The judge of the District Court refused to grant a new trial. The defendant was then condemned as before stated.
Counsel for the State point to the fact that defendant did not reserve a bill of exceptions to the ruling of the trial judge refusing to grant a new trial. There is no bill of exceptions in the record and none appears to have been reserved.
After the motion for a new trial had been overruled, defendant moved to place documentary evidence in the record. This motion was granted and this evidence was placed of record and is part of the transcript. It consisted of a petition addressed to the Police Jury for a public road signed by the defendant and three other persons, and of copies of other papers showing the action taken by this jury in matter of public roads.
Is the evidence before us in form required is the question which presents itself for our decision? Complaint aloné is not all that is necessary to bring up a question for review on appeal. The defendant is required to urge in time his objection and to reserve his points. In the absence of a bill of exceptions informing the court on appeal of the objections to the findings of the lower court, it is as if no objection had *608been raised. There was no defect apparent of record. State vs. Campbell, 48 Ann. 781.
Bills of exceptions come from the Common Law which we are not at liberty to change. “Either side may require the trial judge to sign a bill of exceptions stating the point wherein he is supposed to err. The bill of exceptions is in the nature of an appeal examinable not in the court out of which the record issues for the trial at nisi prius, but in the next immediate superior court upon a writ of error after the judgment given in the court below.” Cooley’s Blackstone, Book III, p. 371. The exception is, in general, as indispensable as the appeal itself, or the objection by which it is preceded and which it is intended by recital "in the bill to render evident on appeal.

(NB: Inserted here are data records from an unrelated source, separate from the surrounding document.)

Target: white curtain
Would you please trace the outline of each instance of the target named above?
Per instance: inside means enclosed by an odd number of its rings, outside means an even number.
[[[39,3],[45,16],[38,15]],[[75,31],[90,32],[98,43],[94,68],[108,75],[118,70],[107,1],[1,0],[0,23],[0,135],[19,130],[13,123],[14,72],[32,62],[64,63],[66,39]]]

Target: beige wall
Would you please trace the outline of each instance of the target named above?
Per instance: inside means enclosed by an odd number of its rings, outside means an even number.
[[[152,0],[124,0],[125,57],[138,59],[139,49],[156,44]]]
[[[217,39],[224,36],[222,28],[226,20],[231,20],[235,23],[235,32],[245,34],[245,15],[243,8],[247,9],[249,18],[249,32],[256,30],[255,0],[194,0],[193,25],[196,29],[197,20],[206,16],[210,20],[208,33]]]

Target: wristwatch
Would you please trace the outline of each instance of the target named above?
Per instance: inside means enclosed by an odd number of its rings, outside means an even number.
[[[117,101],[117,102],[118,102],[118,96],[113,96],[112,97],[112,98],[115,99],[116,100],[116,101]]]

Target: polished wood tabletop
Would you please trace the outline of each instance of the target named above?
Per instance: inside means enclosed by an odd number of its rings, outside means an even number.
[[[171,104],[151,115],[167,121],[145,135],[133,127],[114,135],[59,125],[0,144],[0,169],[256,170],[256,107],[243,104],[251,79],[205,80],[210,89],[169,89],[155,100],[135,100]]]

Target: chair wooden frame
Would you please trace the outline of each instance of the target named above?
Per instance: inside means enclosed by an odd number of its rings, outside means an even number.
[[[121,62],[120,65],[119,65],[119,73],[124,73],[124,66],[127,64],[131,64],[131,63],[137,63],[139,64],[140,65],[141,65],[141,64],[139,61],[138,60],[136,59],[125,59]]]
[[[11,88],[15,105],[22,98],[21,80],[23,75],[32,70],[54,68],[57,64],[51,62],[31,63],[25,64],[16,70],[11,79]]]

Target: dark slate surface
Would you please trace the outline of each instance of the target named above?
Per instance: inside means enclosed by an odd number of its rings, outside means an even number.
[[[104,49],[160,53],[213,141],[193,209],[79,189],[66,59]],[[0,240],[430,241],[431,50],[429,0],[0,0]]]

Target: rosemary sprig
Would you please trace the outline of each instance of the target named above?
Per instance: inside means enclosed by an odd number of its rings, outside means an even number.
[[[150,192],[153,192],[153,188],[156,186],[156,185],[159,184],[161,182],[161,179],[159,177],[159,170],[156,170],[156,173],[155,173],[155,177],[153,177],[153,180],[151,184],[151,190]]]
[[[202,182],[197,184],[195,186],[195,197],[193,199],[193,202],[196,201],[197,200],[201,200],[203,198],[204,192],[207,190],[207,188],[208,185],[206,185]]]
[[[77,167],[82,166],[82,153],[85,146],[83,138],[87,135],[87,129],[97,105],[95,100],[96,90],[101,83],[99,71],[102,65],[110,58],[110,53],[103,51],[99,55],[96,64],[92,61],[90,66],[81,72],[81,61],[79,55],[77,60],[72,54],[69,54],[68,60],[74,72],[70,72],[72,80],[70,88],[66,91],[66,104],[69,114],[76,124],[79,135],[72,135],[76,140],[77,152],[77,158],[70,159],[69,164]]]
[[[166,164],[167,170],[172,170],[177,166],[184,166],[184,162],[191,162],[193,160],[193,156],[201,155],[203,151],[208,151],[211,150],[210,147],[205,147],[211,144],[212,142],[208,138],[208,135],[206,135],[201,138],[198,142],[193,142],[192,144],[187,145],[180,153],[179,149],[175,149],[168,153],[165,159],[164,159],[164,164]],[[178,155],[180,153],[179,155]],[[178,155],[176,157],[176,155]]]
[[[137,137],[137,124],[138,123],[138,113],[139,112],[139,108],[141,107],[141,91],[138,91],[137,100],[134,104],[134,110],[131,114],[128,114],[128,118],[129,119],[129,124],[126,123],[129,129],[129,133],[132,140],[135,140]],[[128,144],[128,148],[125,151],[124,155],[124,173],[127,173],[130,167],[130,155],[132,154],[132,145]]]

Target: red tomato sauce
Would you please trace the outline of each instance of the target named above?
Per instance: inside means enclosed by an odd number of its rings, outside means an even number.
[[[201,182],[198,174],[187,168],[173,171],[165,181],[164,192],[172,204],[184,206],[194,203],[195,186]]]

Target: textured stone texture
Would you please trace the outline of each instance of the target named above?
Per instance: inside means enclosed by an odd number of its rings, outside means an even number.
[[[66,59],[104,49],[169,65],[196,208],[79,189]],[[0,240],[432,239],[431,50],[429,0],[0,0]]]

It may be contended on the part of the defendant that in order to entitle one to a review of error it is only necessary to call the court’s attention to the error in the motion for a new trial by pleading the error as ground for a new trial. In addition the bill of exceptions must show that the asserted error was seasonably pointed out to the court. The' evidence not being before us upon which the defendant based his motion for a new trial, we, under the rule established by repeated decisions, ar,e constrained to let the sentence remain undisturbed.
A very similar question was considered some time since and decided adversely to the contention now urged by the defendant, citing a number of decisions. State vs. Hagan, 45 Ann. 840.
We do not consider that the order of the learned district judge to let the evidence be filed, as before stated, is to be considered in the light of a substitute to. or equivalent of, a bill of exceptions.
Although we might have stopped at this point of the case, we extended our examination further and became convinced that this court is without jurisdiction. There was no fine, forfeiture, or penalty, imposed by a municipal corporation, and no ordinance of a municipal corporation has been declared unconstitutional. Art. 88 of the Constitution. No fine exceeding three hundred dollars and no imprisonment exceeding six months has been imposed and'no question raised which comes within the appellate jurisdiction of this court.
We think that the reasons given in dismissing an appeal recently are determinative of the issues in the appeal here. State vs. Dunn, 105 La. 355.
For these reasons the appeal taken in this case is dismissed.